Saeki Hiroshi, Sakai Makoto, Watanabe Takayoshi, Sohda Makoto, Shirabe Ken
Department of General Surgical Science Gunma University Graduate School of Medicine Maebashi Gunma Japan.
Department of Surgery Japanese Red Cross Maebashi Hospital Maebashi Gunma Japan.
Ann Gastroenterol Surg. 2025 Apr 21;9(5):894-902. doi: 10.1002/ags3.70013. eCollection 2025 Sep.

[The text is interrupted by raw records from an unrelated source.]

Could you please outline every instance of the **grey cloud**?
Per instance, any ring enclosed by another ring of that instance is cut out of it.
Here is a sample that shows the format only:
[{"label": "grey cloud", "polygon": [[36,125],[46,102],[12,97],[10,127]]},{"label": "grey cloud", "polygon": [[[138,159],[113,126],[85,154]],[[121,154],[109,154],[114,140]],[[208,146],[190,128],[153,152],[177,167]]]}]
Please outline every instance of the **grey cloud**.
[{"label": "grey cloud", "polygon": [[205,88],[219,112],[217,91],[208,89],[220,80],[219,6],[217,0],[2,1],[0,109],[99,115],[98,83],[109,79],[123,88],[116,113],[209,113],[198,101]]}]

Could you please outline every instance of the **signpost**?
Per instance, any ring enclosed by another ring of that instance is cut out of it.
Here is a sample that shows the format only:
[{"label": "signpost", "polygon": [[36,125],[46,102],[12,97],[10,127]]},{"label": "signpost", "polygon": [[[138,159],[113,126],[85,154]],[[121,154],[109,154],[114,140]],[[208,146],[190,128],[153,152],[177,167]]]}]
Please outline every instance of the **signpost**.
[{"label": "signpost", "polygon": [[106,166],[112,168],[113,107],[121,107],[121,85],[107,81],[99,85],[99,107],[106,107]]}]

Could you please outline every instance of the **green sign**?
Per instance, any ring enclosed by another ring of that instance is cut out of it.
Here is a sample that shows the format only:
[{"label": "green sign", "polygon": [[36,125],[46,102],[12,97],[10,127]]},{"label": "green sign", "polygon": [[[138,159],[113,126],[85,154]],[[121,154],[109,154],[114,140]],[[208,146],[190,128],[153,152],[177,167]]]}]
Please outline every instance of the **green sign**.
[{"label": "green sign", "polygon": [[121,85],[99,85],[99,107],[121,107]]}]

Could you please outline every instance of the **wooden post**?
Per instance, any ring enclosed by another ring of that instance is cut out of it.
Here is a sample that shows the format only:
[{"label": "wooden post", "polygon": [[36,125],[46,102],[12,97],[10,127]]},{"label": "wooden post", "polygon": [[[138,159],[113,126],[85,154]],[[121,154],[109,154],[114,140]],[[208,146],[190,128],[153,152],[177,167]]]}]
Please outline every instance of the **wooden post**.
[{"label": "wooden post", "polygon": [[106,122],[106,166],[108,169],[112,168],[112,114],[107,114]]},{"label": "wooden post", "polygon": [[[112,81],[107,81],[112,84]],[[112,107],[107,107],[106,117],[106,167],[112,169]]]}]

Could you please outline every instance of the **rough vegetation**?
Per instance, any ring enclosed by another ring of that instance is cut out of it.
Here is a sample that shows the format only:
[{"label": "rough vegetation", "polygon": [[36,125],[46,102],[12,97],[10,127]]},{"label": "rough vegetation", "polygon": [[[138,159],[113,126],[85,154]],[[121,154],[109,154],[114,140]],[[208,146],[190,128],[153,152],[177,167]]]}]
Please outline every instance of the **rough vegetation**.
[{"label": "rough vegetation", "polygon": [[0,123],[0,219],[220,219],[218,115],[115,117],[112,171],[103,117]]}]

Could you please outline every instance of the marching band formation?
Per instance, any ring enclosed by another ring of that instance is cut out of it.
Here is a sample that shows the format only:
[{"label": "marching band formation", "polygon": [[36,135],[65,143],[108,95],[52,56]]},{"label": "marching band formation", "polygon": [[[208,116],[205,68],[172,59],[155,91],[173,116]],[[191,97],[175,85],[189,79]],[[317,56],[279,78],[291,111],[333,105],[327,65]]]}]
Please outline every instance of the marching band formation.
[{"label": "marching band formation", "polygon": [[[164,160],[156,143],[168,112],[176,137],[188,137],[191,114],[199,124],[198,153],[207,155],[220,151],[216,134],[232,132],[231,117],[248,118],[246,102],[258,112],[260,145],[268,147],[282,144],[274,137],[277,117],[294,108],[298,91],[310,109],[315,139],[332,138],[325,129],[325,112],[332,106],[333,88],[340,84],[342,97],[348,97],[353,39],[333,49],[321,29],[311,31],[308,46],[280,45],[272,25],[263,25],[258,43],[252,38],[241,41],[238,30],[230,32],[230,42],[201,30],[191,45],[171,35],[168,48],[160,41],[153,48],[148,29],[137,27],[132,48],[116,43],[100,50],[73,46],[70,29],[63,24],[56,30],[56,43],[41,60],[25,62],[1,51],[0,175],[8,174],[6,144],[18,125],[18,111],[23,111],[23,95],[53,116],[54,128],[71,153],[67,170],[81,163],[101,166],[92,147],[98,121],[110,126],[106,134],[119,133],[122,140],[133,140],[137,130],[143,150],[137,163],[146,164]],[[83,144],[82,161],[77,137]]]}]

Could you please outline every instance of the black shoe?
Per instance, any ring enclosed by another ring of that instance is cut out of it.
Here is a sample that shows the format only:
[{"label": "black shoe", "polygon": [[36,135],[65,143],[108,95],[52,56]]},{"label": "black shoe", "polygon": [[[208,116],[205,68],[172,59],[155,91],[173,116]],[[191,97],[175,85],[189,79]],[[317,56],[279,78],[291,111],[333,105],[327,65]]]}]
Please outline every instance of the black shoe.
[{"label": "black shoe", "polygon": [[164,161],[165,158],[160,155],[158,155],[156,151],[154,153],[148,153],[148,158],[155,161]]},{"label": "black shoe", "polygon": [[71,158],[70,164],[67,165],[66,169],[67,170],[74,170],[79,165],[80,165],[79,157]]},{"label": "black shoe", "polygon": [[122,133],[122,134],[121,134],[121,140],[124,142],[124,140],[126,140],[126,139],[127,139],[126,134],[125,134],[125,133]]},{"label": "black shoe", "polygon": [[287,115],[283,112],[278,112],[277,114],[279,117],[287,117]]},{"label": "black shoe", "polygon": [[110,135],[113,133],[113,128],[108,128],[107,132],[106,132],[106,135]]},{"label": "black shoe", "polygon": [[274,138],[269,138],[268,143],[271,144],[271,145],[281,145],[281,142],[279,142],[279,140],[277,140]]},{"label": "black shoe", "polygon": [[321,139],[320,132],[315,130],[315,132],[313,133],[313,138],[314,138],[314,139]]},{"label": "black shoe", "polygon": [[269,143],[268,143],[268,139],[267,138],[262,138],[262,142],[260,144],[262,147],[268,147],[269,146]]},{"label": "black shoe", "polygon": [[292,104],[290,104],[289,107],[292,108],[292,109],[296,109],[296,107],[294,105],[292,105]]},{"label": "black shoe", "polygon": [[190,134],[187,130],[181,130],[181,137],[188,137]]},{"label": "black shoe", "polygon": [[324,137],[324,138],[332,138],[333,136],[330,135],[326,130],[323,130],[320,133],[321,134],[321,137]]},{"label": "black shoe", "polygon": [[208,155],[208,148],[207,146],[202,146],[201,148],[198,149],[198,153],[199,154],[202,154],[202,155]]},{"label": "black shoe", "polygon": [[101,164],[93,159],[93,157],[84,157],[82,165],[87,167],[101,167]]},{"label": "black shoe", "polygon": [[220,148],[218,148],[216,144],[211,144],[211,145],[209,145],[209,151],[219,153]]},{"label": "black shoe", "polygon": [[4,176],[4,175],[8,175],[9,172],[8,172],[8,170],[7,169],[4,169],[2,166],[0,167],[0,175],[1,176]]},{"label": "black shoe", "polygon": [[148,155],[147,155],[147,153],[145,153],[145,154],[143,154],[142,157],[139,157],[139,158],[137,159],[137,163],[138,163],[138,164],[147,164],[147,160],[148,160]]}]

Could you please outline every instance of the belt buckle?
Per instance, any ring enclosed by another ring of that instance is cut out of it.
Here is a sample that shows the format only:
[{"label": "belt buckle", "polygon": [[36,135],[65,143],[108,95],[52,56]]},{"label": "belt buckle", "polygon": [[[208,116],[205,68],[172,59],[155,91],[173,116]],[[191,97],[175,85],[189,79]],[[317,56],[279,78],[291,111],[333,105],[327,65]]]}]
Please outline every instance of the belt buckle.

We reviewed the current status and perspectives on salvage esophagectomy for initially unresectable locally advanced esophageal squamous cell carcinoma (ESCC) in the era of minimally invasive surgery and immunotherapy. Although the standard treatment for these patients is definitive chemoradiotherapy (CRT), the complete response rate to CRT alone remains unsatisfactory. Salvage esophagectomy, which is defined as surgery for residual or recurrent lesions after definitive CRT, is considered a curative treatment in clinical practice. No randomized trials have been conducted comparing salvage esophagectomy and non-surgical treatment in this cohort, because, in addition to the small number of eligible patients, constructing an appropriate study design may have been difficult. Therefore, in this review, the assessment of the current status was based on the results of several available retrospective studies. Most results from these studies show favorable results for salvage esophagectomy in this subject; however, whether it is a widely used treatment should be carefully evaluated because all these reports are limited to those from high-volume facilities for esophageal surgery. Appropriate patient selection and skilled surgical techniques are essential for successful salvage esophagectomy for initially unresectable locally advanced ESCC. To improve the short- and long-term outcomes of this surgery, advances in surgical techniques as well as further development of diagnostic capabilities, perioperative management, and multidisciplinary treatment are desirable.
我们回顾了在微创手术和免疫治疗时代,针对初始不可切除的局部晚期食管鳞状细胞癌(ESCC)进行挽救性食管切除术的现状与前景。尽管这些患者的标准治疗是根治性放化疗(CRT),但单纯CRT的完全缓解率仍不尽人意。挽救性食管切除术定义为在根治性CRT后针对残留或复发病变进行的手术,在临床实践中被视为一种治愈性治疗。尚未进行随机试验比较该队列中挽救性食管切除术与非手术治疗,因为除了符合条件的患者数量较少外,构建合适的研究设计可能也很困难。因此,在本综述中,对现状的评估基于几项现有回顾性研究的结果。这些研究的大多数结果显示挽救性食管切除术在该主题上有良好结果;然而,由于所有这些报告都局限于来自食管手术量大的机构,其是否为广泛应用的治疗方法应仔细评估。对于初始不可切除的局部晚期ESCC,合适的患者选择和熟练的手术技术对于成功进行挽救性食管切除术至关重要。为改善该手术的短期和长期结果,期望手术技术取得进展以及诊断能力、围手术期管理和多学科治疗得到进一步发展。